Rowena Cade began the work of creating the open air amphitheatre in Cornwall in 1931 when she decided it would make the perfect venue for a production of The Tempest the following year. Since then the rocky creation has seen countless plays and musicals despite a lengthy interruption for the Second World War when the area was damaged by the Ministry of Defence as the bay was barricaded against enemy invasion.

The most striking thing about the theatre after the dramatic view is taken in is the steepness of the steps and stairways. Elderly visitors (and particularly the very large ones relying on walking sticks) have a challenging descent down to the performance area. Particular enjoyment is to be had by the more sadistic visitor (of which of course I am not one) of sitting at the bottom of the theatre and watching the immense difficulty the infirm and unsteady have in managing the steps. In 1931 there was no such thing as health and safety regulations, and it is hard to imagine the planning bodies allowing the construction of such a precarious theatre today.

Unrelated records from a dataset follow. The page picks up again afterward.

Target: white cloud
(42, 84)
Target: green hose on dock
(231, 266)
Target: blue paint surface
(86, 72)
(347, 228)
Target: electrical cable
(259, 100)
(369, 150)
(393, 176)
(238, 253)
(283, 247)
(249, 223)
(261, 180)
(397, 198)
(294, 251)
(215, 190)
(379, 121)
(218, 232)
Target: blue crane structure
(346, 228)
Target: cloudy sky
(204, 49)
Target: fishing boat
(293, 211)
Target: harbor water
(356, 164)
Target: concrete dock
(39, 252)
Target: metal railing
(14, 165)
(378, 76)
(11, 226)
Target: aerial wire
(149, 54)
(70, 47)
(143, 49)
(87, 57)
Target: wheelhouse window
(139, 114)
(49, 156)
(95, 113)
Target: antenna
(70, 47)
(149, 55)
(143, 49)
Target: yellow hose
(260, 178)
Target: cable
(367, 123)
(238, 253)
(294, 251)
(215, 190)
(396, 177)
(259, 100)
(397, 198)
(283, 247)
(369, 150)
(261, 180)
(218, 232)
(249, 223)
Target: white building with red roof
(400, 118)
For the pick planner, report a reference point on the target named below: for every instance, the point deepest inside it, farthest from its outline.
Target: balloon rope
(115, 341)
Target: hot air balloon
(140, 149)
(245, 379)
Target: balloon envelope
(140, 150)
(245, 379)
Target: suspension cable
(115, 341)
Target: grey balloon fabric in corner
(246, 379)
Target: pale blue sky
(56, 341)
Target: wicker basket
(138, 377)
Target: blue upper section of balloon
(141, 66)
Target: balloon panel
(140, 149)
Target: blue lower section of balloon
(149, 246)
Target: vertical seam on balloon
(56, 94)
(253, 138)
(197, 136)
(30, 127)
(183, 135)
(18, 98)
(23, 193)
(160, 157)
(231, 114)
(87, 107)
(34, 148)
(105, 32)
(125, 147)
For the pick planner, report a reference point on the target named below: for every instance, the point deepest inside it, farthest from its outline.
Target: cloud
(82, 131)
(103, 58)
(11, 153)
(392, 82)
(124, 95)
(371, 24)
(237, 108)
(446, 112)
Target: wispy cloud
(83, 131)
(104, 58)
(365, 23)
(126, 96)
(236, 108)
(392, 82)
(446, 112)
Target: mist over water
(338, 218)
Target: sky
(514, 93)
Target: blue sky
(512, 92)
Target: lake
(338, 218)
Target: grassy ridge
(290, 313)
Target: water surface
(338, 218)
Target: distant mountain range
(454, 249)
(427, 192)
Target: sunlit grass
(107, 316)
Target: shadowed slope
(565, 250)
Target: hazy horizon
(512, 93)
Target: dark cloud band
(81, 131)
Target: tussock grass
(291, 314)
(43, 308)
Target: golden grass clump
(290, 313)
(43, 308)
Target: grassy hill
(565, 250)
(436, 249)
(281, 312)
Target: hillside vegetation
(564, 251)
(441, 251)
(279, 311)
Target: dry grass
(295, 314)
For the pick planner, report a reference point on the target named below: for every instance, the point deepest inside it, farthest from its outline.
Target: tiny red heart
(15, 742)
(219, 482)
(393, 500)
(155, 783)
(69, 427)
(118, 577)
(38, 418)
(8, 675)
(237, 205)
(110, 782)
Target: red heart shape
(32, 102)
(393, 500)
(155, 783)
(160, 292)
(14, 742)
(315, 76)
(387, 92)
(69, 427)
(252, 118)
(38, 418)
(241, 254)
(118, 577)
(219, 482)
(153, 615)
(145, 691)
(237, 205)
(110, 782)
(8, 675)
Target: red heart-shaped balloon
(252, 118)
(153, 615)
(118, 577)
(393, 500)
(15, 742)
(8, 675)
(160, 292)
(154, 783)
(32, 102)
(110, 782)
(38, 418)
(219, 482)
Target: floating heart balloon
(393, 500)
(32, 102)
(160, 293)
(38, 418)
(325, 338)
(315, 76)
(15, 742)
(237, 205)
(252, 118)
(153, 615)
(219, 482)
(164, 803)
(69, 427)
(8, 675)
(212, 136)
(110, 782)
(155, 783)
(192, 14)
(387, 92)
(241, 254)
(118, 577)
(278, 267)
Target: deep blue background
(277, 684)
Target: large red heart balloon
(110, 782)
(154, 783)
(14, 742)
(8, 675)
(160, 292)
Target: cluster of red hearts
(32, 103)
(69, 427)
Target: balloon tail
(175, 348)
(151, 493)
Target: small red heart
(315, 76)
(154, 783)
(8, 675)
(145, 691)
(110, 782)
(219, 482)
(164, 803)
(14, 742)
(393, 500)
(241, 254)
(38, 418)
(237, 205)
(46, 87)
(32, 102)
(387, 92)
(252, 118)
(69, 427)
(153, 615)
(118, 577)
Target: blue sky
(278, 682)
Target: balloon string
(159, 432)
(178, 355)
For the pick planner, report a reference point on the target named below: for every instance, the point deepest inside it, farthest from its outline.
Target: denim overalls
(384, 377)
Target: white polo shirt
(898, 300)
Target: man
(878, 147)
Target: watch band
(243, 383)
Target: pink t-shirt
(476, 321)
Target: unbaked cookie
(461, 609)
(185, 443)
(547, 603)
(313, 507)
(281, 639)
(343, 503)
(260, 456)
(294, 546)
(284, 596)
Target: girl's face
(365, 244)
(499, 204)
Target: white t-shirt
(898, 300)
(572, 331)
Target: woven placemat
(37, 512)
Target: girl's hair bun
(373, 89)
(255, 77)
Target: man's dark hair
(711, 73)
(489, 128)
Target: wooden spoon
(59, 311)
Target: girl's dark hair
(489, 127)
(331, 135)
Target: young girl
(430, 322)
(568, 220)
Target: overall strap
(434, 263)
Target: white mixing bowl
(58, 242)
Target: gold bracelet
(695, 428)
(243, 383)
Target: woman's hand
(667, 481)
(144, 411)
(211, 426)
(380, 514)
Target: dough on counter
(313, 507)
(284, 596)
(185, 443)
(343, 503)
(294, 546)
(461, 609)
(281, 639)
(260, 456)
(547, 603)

Unfortunately when I was there nobody fell over. Which is just as well as the hospital in Penzance is several miles away along a narrow and twisting lane. However I can imagine there’s been a few mishaps with dodgy knees and wobbly ankles during the shows at night when rain may have made the steps slippery. Then the dram would have been in audience rather than the stage as real blood – not theatrical blood – is spilt.

I must hasten to add these macabre thoughts are not mine – but those of my friend Trilby – and must obviously distance myself from his blood thirsty sentiments. Well done to Rowena Cade for providing such a dramatic stage and its potential for hospitalising frail and doddery visitors.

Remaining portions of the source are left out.